L’adoption internationale représente une démarche profondément humaine, encadrée par un ensemble de règles juridiques complexes qui protègent à la fois l’enfant, les familles adoptantes et les États concernés. Comprendre le cadre juridique et les procédures de l’adoption internationale est indispensable pour tout candidat à l’adoption souhaitant s’engager dans ce parcours. En France, environ 3 000 adoptions internationales ont été réalisées en 2020, un chiffre qui illustre l’ampleur de ce phénomène malgré une tendance globale à la baisse. Ce processus, qui peut s’étaler sur 1 à 5 ans, mobilise des acteurs institutionnels variés et s’appuie sur des conventions internationales exigeantes. Avant de se lancer, il est impératif de maîtriser les étapes, les droits et les obligations qui jalonnent ce chemin vers la parentalité.
Ce que recouvre réellement l’adoption internationale
L’adoption internationale est la procédure légale par laquelle une personne ou un couple devient le parent légal d’un enfant originaire d’un autre pays. Cette définition, apparemment simple, recouvre en réalité une mécanique juridique d’une grande complexité, impliquant simultanément le droit du pays d’accueil et celui du pays d’origine de l’enfant.

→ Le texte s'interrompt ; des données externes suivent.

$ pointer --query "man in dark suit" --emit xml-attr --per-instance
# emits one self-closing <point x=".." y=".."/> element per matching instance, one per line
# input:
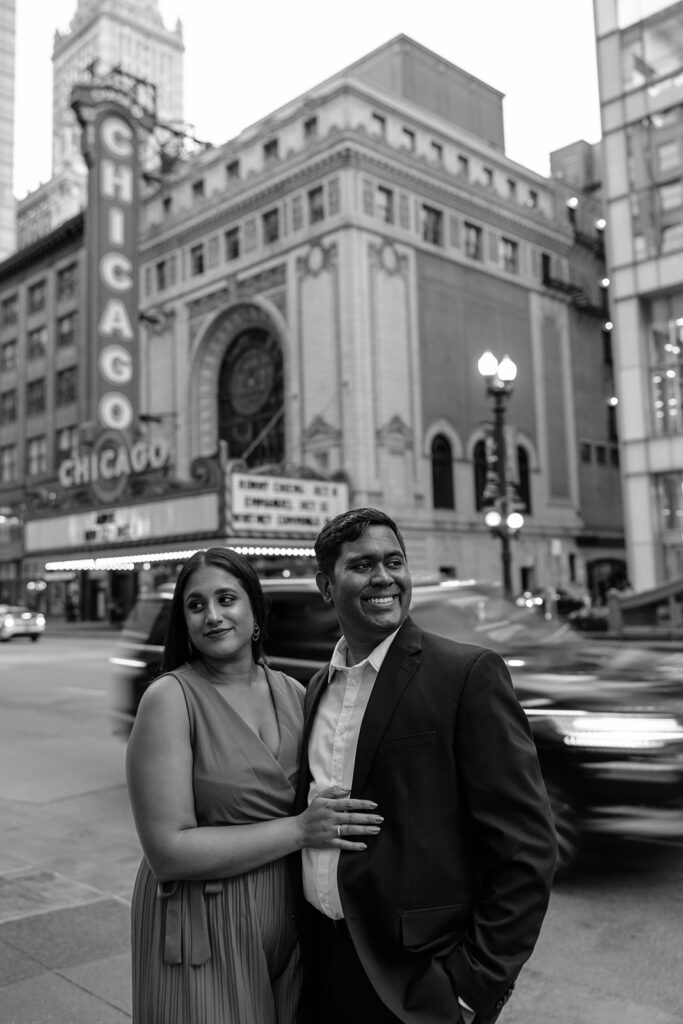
<point x="430" y="921"/>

En France, l’adoption internationale relève du droit civil et s’articule autour de deux formes distinctes : l’adoption plénière, qui rompt définitivement les liens avec la famille biologique, et l’adoption simple, qui maintient certains liens juridiques avec la famille d’origine. Le choix entre ces deux formes dépend souvent de la législation du pays d’origine de l’enfant et de la reconnaissance mutuelle des décisions judiciaires entre les deux États.
La Convention de La Haye du 29 mai 1993 sur la protection des enfants et la coopération en matière d’adoption internationale constitue le texte de référence mondial sur le sujet. Ratifiée par plus de cent États, elle établit des garanties minimales pour s’assurer que les adoptions se déroulent dans l’intérêt supérieur de l’enfant, sans trafic ni profit illicite. La France l’a ratifiée en 1998, ce qui a profondément restructuré son dispositif national.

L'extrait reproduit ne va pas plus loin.